FIG. 1 is a longitudinal cross-sectional view of an embodiment of the present invention, FIG. 2 is a longitudinal cross-sectional view of the stub tube in FIG. 1, and FIG. 3 is a longitudinal cross-sectional view of the stub tube in FIG. 4 is a longitudinal sectional view of a stub tube according to another embodiment of the present invention; FIG. 5 is a longitudinal sectional view of a welded portion between the stub tube and the reactor pressure vessel in FIG. 4; FIG. 7 is a vertical sectional view of the lower mirror portion of the reactor pressure vessel to which the present invention is applied;
The figure is an enlarged sectional view of a welded portion between a conventional stub tube and a reactor pressure vessel. 1... Reactor pressure vessel 2... Reactor pressure vessel build-up portion 3... Stub tube 4... Welded portion between stub tube and reactor pressure vessel 5... Control rod drive mechanism housing 7... Overlay welded part with Inconel 82 9... Overlay part with Inconel 82 (8733) Agent/patent attorney Yoshiaki Inomata (and 1 others)

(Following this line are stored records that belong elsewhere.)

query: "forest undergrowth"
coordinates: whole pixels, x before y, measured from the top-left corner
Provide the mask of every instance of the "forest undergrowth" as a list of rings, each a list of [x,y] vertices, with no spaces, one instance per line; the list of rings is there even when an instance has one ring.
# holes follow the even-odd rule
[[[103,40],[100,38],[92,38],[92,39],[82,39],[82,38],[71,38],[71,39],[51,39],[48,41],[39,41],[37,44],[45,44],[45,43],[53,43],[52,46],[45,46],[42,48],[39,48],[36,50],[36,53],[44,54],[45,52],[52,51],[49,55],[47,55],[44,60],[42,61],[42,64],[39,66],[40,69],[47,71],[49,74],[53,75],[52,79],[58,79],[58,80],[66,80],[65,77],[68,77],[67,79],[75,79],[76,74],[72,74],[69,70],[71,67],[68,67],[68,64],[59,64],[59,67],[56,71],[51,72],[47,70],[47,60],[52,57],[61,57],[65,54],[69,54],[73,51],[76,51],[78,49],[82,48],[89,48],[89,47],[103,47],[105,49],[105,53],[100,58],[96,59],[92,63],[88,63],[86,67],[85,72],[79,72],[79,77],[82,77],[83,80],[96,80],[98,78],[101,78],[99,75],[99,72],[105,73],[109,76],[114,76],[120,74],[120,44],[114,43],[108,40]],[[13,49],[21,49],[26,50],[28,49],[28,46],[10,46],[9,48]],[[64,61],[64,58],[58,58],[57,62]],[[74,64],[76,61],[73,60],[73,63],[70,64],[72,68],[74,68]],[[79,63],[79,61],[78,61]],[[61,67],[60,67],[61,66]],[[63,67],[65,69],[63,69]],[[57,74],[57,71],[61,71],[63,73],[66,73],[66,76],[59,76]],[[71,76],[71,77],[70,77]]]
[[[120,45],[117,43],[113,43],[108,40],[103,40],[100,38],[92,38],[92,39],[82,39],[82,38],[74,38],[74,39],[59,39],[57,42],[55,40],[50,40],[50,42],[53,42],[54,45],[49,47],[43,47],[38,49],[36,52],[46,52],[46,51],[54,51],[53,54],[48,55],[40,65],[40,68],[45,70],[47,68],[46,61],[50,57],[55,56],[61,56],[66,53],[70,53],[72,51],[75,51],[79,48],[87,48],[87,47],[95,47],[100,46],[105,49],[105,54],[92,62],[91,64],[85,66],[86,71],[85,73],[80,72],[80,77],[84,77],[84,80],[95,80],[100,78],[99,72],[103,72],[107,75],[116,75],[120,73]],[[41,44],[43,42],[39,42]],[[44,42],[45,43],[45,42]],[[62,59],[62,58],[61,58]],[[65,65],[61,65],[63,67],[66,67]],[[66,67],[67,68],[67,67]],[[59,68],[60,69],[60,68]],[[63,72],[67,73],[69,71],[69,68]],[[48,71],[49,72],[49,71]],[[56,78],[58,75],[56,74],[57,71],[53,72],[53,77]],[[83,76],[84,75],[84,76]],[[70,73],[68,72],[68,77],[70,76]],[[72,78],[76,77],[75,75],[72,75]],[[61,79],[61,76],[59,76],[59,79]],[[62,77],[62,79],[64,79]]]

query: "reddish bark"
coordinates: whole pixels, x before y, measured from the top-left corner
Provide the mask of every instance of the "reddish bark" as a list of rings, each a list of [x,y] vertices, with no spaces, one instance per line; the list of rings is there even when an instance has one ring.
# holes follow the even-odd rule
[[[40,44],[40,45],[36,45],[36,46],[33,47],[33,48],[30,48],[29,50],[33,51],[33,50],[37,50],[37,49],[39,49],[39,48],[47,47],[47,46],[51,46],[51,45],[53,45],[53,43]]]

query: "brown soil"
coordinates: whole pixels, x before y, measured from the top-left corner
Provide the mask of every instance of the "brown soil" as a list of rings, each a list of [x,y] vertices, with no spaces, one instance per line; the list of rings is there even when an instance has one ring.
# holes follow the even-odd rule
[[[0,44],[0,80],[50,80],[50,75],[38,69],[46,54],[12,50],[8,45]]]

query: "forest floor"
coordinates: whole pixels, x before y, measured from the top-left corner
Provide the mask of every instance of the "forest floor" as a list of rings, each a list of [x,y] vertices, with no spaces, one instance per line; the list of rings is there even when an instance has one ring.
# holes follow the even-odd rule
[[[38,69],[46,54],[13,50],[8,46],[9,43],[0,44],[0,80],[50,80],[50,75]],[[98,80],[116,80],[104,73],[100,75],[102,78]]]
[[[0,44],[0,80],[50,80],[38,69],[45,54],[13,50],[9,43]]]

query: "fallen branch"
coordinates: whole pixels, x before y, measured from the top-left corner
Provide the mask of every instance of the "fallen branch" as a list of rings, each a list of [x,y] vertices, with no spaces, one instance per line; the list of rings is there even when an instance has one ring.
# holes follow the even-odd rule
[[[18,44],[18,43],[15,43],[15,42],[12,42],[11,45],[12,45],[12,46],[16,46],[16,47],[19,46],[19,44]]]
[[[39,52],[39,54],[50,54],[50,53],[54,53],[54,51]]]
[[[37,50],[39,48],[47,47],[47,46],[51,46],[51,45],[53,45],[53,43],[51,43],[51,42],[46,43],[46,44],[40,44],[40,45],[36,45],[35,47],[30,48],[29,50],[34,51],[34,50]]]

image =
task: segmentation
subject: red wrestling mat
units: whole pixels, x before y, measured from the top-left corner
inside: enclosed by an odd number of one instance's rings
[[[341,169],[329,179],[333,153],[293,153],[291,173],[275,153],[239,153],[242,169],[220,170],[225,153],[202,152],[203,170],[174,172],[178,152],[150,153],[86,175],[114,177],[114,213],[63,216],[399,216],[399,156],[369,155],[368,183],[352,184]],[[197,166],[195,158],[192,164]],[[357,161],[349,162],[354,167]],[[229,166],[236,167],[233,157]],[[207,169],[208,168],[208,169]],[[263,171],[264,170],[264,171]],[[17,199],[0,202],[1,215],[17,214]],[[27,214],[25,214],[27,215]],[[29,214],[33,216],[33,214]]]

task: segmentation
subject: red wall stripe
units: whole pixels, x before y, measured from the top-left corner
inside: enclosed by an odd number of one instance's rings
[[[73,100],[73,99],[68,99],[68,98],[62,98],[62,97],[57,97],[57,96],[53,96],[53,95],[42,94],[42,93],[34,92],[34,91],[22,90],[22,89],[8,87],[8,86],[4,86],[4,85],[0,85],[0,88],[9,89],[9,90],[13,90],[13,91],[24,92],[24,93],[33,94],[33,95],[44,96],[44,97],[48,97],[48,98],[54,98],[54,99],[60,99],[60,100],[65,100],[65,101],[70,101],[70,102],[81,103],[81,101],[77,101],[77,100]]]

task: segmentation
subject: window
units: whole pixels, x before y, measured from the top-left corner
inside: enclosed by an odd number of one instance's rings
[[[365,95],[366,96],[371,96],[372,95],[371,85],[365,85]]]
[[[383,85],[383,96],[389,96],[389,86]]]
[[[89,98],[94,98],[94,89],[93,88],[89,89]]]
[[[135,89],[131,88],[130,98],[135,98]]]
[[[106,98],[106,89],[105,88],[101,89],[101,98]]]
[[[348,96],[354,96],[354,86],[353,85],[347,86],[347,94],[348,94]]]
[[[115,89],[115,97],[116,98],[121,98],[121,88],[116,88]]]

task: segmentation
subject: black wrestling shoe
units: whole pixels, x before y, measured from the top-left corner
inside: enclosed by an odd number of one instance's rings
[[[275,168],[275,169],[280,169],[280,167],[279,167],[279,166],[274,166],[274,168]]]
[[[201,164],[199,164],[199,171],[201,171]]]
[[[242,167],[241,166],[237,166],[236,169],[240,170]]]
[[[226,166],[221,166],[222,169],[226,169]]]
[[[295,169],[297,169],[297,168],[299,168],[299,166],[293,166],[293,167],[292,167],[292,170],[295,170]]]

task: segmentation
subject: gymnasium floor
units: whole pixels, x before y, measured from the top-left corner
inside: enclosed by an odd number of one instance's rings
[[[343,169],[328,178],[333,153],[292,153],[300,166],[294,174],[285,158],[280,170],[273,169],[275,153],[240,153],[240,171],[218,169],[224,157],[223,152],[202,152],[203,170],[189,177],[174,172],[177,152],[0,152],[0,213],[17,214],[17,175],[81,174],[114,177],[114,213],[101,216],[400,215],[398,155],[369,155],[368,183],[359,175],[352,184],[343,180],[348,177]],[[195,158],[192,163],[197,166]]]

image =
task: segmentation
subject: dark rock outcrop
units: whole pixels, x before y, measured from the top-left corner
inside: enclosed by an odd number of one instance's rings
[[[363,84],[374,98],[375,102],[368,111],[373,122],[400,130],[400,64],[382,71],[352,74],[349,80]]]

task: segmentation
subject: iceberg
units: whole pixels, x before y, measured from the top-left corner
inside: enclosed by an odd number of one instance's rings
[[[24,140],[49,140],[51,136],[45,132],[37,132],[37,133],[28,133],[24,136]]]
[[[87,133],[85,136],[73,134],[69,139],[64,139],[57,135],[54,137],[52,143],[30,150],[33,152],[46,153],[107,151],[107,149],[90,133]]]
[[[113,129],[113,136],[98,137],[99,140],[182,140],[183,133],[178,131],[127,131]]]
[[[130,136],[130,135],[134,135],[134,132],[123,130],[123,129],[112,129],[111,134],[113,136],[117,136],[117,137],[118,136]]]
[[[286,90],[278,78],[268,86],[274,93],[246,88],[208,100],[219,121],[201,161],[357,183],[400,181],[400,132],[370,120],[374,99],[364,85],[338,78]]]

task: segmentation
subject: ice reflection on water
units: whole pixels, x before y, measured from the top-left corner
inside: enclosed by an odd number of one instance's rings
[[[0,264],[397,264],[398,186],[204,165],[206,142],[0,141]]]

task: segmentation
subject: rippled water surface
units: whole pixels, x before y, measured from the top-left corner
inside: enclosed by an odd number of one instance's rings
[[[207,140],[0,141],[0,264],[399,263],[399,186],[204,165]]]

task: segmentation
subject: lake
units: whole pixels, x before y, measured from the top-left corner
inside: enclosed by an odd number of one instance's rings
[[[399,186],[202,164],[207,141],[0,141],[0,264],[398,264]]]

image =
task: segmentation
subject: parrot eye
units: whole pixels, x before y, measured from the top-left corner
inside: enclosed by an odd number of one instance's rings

Figure 1 Figure 2 Figure 3 Figure 5 End figure 7

Claims (6)

[Claims] (1) In the method of manufacturing a control rod drive mechanism housing,
A method for welding a stub tube in a nuclear reactor pressure vessel, the method comprising welding the stub tube to the reactor pressure vessel by the steps shown below. A first step of welding a part of the outer surface of the stub tube with Inconel 82, a second step of solution heat treatment of the stub tube after the first step, and stabilization heat treatment of the stub tube after the second step. a fourth step of welding the stub tube after the third step to the lower mirror of the reactor pressure vessel; annealing the stub tube attached to the reactor pressure vessel in the fourth step to remove residual stress; The fifth step to (2) The method for welding a stub tube in a nuclear reactor pressure vessel according to claim 1, wherein the welding in the fourth step is performed using Inconel 82. (3) In the reactor pressure vessel according to claim 1, wherein after the fifth step, a step of overlay welding with Inconel 82 is performed so as to cover the welded joint between the reactor pressure vessel and the stub tube. How to weld stub tubes. (4) In the method of manufacturing a control rod drive mechanism housing,
A method for welding a stub tube in a nuclear reactor pressure vessel, the method comprising welding the stub tube to the reactor pressure vessel by the steps shown below. A first step of welding the entire outer surface of the stub tube with Inconel 82. A second step of welding the stub tube after the first step to the lower head of the reactor pressure vessel. A nuclear reactor is produced by the second step. Third step of annealing the stub tube attached to the pressure vessel to remove residual stress (5) The method for welding a stub tube in a nuclear reactor pressure vessel according to claim 4, wherein the welding in the second step is performed using Inconel 82. (6) After the third step, the reactor pressure vessel according to claim 4 is subjected to a step of overlaying with Inconel 82 so as to cover the welded joint between the reactor pressure vessel and the stub tube. stub tube welding method.